Managing power consumption and power dissipation of server systems is a major issue for the server industry, particularly due to increasing energy costs and environmental hazards associated with energy consumption. Due to the need to support short-duration, higher-demand periods, many data centers deploy over-configured or higher-performance server systems. Many data centers are therefore underutilized much of the time and operate at much lower performance demands than those for which they are configured. Many data centers also deploy over-configured or higher-performance server systems to simplify procurement and deployment logistics by using a common higher-performance server configuration.
One particular type of system that can benefit from power savings includes large collections of similar devices such as server “farms.” Server farms can include tens, hundreds, thousands or more separate computer systems, or servers. The servers are usually interconnected by a common network and are provided with centralized control or management.
Some specific trends have recently emerged in enterprise data center. Users are moving to form factors that focus on higher density of functionality—such as dense computing, dense storage and/or dense input/output (IO). Increasingly, chassis tend to have multiple server nodes, or IO nodes or storage controller nodes. These nodes are either general compute nodes or targeted for specific workloads such as storage, machine learning, artificial intelligence or big data. The nodes may be equipped with general purpose CPU's, such as Intel x86 CPUs, or special purpose field-programmable gate arrays (FPGA) for machine learning or artificial intelligence, or with non-volatile memory for in-memory big data solutions.

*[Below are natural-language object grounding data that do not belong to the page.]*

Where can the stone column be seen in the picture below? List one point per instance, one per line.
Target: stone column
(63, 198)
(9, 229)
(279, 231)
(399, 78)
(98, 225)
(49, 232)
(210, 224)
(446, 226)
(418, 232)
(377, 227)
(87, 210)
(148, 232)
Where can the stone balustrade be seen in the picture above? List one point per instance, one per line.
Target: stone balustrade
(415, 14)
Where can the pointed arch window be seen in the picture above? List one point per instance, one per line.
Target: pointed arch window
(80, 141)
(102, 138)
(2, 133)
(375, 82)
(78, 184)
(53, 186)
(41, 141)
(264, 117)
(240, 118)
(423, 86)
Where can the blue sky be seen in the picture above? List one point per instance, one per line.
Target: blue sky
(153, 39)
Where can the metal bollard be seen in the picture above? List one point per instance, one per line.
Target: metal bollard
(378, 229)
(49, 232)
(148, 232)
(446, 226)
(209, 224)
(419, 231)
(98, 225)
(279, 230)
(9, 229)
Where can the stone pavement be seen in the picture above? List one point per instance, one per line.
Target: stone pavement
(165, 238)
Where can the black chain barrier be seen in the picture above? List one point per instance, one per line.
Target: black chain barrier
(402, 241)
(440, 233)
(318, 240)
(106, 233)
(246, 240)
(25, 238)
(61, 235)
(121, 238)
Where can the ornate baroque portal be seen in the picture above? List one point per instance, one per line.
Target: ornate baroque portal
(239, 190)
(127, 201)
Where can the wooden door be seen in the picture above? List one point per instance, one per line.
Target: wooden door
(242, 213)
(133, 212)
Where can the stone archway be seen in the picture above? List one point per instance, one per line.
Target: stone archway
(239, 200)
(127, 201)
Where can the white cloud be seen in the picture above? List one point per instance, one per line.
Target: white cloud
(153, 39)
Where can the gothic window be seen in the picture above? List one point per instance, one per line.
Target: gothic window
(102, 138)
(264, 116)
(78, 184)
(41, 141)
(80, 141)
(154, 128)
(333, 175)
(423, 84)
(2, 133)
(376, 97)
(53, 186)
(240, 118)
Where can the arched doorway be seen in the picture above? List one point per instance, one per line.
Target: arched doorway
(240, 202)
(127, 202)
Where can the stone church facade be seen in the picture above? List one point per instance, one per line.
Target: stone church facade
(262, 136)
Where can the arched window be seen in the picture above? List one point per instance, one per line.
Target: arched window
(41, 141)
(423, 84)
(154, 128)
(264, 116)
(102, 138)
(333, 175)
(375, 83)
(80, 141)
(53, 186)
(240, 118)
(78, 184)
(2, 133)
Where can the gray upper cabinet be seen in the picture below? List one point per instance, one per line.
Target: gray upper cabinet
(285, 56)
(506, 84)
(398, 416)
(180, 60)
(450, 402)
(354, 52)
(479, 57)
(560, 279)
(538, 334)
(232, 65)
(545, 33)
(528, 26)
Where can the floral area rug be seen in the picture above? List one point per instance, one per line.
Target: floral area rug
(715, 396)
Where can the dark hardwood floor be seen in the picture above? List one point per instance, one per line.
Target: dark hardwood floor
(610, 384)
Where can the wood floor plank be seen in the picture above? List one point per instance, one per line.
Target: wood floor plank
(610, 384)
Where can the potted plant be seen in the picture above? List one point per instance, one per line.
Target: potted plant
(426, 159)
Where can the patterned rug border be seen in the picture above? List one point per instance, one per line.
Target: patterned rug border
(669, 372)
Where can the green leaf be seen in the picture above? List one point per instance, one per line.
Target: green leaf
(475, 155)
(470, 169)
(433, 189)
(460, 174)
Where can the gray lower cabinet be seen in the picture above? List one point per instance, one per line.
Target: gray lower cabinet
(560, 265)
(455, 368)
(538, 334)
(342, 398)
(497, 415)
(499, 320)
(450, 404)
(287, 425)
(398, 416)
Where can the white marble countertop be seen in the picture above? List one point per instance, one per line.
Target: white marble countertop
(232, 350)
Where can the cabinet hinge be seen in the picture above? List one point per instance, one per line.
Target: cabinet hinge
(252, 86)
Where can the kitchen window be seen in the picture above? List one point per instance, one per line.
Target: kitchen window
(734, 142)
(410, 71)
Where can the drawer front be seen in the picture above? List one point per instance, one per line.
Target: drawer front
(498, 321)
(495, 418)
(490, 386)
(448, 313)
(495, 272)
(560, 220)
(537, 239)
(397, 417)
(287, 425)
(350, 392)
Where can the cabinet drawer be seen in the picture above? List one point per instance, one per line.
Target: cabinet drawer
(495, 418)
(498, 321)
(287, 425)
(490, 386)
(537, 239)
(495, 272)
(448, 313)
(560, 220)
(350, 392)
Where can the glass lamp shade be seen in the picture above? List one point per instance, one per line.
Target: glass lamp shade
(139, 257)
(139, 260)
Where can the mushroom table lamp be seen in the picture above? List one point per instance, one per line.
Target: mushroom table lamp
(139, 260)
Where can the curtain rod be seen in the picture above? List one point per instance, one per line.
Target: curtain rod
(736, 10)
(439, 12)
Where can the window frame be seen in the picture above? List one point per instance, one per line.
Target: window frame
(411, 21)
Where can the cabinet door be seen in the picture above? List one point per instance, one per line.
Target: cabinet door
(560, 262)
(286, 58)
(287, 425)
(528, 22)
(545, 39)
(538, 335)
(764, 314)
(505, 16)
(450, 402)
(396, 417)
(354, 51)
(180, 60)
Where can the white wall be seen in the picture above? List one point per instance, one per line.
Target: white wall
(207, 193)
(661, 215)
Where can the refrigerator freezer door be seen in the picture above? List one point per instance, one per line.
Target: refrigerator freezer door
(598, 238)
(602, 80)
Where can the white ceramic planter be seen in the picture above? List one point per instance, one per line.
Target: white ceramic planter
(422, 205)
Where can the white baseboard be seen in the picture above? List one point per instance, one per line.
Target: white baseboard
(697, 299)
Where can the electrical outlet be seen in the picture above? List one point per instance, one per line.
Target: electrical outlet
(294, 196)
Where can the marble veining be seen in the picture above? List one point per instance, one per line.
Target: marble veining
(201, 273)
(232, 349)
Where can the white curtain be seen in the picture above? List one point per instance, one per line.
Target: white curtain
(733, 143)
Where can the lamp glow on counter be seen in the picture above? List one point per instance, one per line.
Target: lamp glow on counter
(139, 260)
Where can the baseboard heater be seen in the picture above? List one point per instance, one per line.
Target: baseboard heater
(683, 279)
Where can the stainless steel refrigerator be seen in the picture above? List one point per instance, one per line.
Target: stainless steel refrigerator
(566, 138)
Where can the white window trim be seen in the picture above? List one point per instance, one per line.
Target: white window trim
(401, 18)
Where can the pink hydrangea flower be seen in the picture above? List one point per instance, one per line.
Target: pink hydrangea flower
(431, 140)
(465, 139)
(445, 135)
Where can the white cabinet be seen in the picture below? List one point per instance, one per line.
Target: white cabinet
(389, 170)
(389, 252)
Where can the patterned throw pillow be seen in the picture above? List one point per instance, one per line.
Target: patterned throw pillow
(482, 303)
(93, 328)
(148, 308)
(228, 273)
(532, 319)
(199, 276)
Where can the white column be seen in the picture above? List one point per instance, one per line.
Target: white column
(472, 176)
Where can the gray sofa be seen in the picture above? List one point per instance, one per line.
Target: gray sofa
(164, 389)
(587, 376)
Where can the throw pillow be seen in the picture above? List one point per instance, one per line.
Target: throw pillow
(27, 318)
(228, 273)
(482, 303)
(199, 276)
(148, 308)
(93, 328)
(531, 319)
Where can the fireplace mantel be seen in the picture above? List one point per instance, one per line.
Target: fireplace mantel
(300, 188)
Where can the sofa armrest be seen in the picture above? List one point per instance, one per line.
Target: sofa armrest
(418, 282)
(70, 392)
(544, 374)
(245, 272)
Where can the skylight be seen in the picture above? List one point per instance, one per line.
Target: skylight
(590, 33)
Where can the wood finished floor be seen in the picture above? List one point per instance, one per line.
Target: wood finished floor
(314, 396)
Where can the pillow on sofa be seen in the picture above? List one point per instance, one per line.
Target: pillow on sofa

Power management on a chassis with multiple compute nodes is more complicated than on a chassis with single compute nodes. This is especially true for special purpose chassis systems like storage servers (example UCS C3260). Such special purpose chassis can be optimized for specific types of workloads, and power management solutions have to cognizant of this factor when making algorithmic decisions for power management. The algorithms have to be sensitive to workload types as well as the underlying node level and chassis level architecture for the workflow of the load. For example, a chassis designed to have multiple plug-in FPGA cards, designed for machine learning workloads, may not show a high CPU workload. Yet, such a chassis will draw a significant amount of power and will require power management. In some cases, the entities drawing the bulk of the power may not even have intrinsic power management capabilities. In such cases, the chassis level algorithm may be configured to incorporate these elements into an overall feedback loop.

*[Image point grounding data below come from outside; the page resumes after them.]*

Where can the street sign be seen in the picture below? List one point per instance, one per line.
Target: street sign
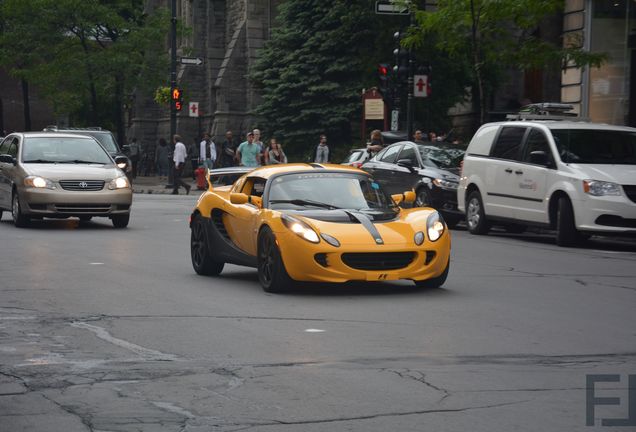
(420, 86)
(191, 60)
(395, 116)
(193, 109)
(386, 7)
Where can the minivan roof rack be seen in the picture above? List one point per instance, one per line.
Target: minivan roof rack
(546, 111)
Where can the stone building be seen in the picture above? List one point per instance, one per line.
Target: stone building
(227, 35)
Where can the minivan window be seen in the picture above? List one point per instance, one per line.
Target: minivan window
(590, 146)
(508, 144)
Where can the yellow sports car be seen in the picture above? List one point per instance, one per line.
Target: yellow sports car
(321, 223)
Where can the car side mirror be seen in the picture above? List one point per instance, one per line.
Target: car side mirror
(539, 157)
(8, 159)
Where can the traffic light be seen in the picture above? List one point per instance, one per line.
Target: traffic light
(177, 99)
(383, 76)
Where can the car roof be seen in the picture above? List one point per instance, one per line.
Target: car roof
(271, 170)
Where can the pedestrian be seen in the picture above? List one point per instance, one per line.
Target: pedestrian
(179, 158)
(376, 142)
(228, 150)
(276, 155)
(133, 152)
(207, 152)
(162, 160)
(321, 153)
(248, 152)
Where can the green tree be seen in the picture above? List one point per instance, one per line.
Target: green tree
(496, 35)
(85, 56)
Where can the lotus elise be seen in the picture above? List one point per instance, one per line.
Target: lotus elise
(317, 223)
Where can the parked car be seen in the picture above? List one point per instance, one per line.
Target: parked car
(357, 157)
(56, 175)
(431, 170)
(106, 139)
(552, 171)
(322, 223)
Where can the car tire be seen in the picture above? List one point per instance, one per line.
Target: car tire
(434, 282)
(475, 215)
(423, 198)
(567, 234)
(19, 219)
(271, 270)
(120, 221)
(202, 260)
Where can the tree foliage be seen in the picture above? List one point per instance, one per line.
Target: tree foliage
(494, 36)
(85, 56)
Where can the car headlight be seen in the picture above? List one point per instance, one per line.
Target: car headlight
(118, 183)
(445, 184)
(300, 228)
(38, 182)
(435, 226)
(599, 188)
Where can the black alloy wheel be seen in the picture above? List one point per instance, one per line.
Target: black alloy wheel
(271, 270)
(19, 219)
(435, 282)
(202, 260)
(475, 215)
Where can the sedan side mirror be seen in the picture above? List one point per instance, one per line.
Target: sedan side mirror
(8, 159)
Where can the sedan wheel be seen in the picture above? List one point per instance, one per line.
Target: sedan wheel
(19, 219)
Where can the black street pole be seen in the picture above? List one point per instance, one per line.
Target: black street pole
(173, 82)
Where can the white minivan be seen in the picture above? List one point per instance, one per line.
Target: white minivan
(576, 177)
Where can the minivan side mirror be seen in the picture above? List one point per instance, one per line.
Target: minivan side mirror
(539, 157)
(8, 159)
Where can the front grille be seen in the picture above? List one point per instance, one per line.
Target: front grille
(378, 260)
(82, 208)
(82, 185)
(630, 190)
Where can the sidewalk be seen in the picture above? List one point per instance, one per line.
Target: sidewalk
(152, 185)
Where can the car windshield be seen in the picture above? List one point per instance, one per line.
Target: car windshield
(589, 146)
(63, 150)
(328, 190)
(441, 157)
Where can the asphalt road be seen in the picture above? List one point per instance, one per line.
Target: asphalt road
(111, 330)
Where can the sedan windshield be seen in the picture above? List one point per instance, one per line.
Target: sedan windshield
(63, 150)
(328, 191)
(588, 146)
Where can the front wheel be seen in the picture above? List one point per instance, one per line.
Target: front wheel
(271, 271)
(434, 282)
(202, 259)
(19, 219)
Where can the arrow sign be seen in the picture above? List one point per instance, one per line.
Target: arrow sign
(387, 7)
(198, 61)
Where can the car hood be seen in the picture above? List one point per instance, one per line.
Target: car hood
(621, 174)
(74, 171)
(399, 231)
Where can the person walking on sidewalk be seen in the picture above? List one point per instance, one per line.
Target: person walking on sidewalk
(179, 158)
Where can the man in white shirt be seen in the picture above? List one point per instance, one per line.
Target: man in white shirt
(179, 158)
(207, 151)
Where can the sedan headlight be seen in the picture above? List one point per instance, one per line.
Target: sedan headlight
(118, 183)
(435, 226)
(38, 182)
(445, 184)
(300, 228)
(599, 188)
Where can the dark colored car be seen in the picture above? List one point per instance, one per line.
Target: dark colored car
(105, 138)
(431, 170)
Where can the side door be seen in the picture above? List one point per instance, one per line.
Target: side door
(537, 164)
(502, 172)
(382, 168)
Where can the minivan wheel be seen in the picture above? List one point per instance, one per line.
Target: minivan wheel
(567, 234)
(475, 216)
(19, 219)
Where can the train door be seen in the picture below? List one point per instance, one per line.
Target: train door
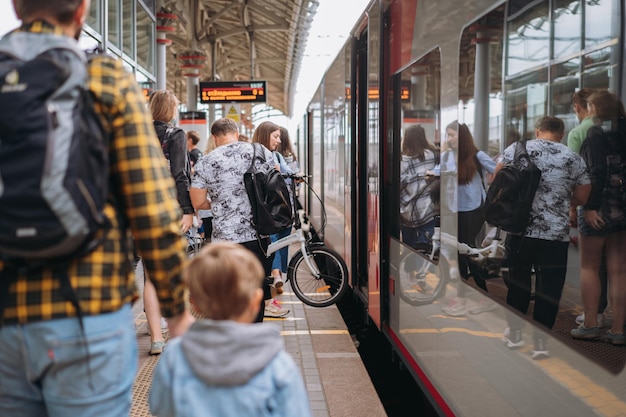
(366, 223)
(360, 173)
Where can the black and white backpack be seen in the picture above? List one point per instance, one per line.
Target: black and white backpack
(53, 156)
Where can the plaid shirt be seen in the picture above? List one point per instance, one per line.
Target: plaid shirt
(143, 185)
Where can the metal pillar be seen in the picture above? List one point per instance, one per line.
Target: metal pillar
(481, 90)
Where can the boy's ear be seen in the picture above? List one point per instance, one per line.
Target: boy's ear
(255, 301)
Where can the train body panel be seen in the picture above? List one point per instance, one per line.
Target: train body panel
(496, 66)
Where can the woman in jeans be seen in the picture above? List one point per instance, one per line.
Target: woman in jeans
(471, 195)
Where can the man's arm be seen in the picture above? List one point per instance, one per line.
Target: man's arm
(199, 199)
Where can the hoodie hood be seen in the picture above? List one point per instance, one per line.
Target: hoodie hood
(227, 353)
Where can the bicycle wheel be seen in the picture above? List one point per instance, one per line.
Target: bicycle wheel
(325, 289)
(419, 285)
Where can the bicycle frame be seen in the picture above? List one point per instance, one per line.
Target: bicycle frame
(297, 237)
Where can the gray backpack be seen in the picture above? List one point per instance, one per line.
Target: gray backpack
(53, 157)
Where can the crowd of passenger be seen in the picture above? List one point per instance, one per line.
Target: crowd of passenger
(581, 186)
(56, 360)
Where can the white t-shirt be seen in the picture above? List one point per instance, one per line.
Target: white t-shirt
(220, 172)
(561, 171)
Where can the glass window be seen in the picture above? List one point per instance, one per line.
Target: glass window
(529, 40)
(114, 22)
(127, 26)
(93, 20)
(565, 80)
(601, 69)
(601, 21)
(417, 93)
(145, 39)
(150, 4)
(567, 27)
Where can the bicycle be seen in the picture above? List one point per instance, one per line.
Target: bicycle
(318, 274)
(424, 285)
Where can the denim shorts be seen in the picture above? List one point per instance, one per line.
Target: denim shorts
(586, 230)
(47, 370)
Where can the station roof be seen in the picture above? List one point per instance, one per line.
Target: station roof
(237, 40)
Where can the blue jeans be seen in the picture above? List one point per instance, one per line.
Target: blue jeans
(46, 369)
(282, 255)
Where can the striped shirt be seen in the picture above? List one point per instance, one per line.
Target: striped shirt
(141, 183)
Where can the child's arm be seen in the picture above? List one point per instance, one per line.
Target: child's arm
(161, 399)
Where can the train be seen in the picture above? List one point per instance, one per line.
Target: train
(496, 66)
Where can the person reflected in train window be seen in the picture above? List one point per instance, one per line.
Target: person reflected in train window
(577, 135)
(225, 365)
(193, 138)
(417, 209)
(602, 223)
(575, 139)
(471, 196)
(543, 246)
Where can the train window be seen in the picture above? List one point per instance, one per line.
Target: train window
(417, 96)
(567, 16)
(93, 19)
(529, 40)
(114, 22)
(602, 22)
(542, 71)
(145, 39)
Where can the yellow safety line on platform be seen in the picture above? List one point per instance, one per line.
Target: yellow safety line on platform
(311, 332)
(603, 401)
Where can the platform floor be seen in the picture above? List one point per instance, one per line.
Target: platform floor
(317, 338)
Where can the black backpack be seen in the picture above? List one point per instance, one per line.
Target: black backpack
(54, 168)
(510, 196)
(269, 197)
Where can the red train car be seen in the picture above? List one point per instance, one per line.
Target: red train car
(496, 66)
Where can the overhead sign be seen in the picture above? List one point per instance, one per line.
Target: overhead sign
(232, 91)
(233, 111)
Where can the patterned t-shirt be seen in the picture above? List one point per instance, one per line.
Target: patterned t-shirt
(561, 171)
(221, 173)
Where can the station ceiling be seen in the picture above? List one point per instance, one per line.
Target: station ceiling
(237, 40)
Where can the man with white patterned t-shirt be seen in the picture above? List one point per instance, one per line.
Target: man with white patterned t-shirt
(219, 175)
(543, 246)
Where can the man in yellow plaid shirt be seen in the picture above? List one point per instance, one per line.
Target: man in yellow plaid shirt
(48, 367)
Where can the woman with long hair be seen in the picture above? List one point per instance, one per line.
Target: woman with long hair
(417, 209)
(471, 195)
(268, 134)
(602, 224)
(163, 105)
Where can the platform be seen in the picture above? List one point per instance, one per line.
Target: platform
(317, 339)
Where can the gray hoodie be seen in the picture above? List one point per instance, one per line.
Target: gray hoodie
(227, 353)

In these systems, the nodes may or may not behave independently. This is different from a standard blade server system, where multiple compute nodes inhabit the same chassis with the point of sharing the same infrastructure, such as fans and power, without having the intent of forming any logical functional block using the underlying hardware. In a special purpose chassis system, like a storage server, this is not true. Apart from sharing common infrastructure such as power and cooling, they also share access to storage and input/output (IO) blocks. This means, they can either operate as independent nodes or as combined nodes, sharing the workload and IO using some mutually agreed algorithm, either in shared or failover mode.
The nature of such a special purpose chassis means that any kind of power management solution needs to incorporate this inherent complexity in its design. The power management solution needs to understand the way workloads can be impacted due to the power management implementation.